Javan Richardson, a rising ninth grader from Rocky Mount, also spoke at Moral Monday, his first protest. Illustrating the tremendous hardships that thousands of North Carolina families are facing, he asked the crowd, “Can you hear the cries of the children whose parents cannot afford to pay their mortgages?”
This year the General Assembly has also passed laws to reject federal aid for extending Medicaid to 500,000 poor and uninsured North Carolina families, and to end the Earned Income Tax Credit for more than 900,000 low-income working families. Lawmakers have also introduced an extreme package of restrictive voting bills, including legislation requiring strict forms of photo ID to vote and repealing same-day voter registration. The recent Supreme Court ruling will make it easier to enact these laws by no longer requiring them to be submitted for federal approval.

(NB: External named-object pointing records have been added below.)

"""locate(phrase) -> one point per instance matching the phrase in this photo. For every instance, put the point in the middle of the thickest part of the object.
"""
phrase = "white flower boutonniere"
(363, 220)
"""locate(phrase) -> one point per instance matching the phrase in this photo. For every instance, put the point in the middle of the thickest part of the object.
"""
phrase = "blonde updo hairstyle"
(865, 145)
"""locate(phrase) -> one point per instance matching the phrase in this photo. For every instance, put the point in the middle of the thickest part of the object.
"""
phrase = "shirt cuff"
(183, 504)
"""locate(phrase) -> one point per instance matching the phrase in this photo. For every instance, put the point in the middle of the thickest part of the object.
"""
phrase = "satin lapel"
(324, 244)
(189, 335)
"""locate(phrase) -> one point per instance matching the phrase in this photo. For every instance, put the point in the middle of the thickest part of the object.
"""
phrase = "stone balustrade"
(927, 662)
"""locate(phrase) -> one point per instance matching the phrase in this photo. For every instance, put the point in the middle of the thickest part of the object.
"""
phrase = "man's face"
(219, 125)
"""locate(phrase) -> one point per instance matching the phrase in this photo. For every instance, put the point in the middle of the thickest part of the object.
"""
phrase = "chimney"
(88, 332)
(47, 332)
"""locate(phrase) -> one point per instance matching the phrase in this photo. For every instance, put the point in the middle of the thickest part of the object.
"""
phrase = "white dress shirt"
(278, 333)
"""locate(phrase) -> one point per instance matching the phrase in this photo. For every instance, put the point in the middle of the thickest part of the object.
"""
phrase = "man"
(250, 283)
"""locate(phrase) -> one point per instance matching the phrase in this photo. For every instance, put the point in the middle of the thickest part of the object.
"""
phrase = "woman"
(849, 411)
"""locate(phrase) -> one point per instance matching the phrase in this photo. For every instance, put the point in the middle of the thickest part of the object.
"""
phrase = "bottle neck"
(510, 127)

“With the recent Supreme Court decision, our nation’s voting rights are far more vulnerable to attack, and the bills proposed in North Carolina are among the most extreme in the country,” said Penda D. Hair, Co-Director of Advancement Project, a civil rights organization that is providing legal support to the NC NAACP. “Moral Monday participants are fighting for democracy, not only in the state, but in the rest of the nation as well.”
Rabbi Judy Schindler, of Temple Beth El in Charlotte, spoke about the impact of unemployment cuts on North Carolina’s children. “Six hundred thousand children in our state live in poverty, and I fear what today’s termination of benefits to 70,000 will do,” she said. “In Judaism, the highest level of supporting the needy is job creation. Yet when jobs are not to be had, when there is 8.8 percent unemployment in our state, we are called not to abandon the needy, but to provide for them.”
“The GOP said one of the reasons they did this to the unemployed was so they can find work,” said Rev. Dr. Earl Johnson, pastor of Martin Street Baptist Church in Raleigh. “They have labeled the unemployed as lazy and unproductive and those who are not serious about working. This is a slap in the face to all the unemployed workers. In a state with the fifth highest unemployment in the nation, what people need are jobs – not jabs and personal insults.”
Rev. Kenneth Cooper, pastor of Raleigh’s Christian Faith Baptist Church, appealed directly to Gov. Pat McCrory, saying: “Mr. Governor, this is not an acceptable day for the masses of North Carolinians. And far more tragic for you, Mr. Governor, this is not an acceptable day for the Lord.”
Baldemar Velásquez, President of the Farmworkers Organizing Committee, which represents 10,000 unionized, organized farmworkers around the country, explained why he joined the movement from his home in Ohio. “I’ve led hundreds of marches and demonstration in my 44 years of organizing poor people,” he said. “Today I come as a follower, a simple soldier to join this movement. … I can’t sit in the pew of my church in Ohio when there’s a moral call to come down and join the fight.”
Also in attendance on Monday were members of the North Carolina General Assembly who voted against the bill to reject federal unemployment benefits. “In February of this year, the majority legislators voted to turn their backs on struggling families – shame on them,” said Sen. Earline Parmon. “My colleagues and I, we are saddened today, and we are concerned. But we are also fired up. We stand here with you, the people of North Carolina.”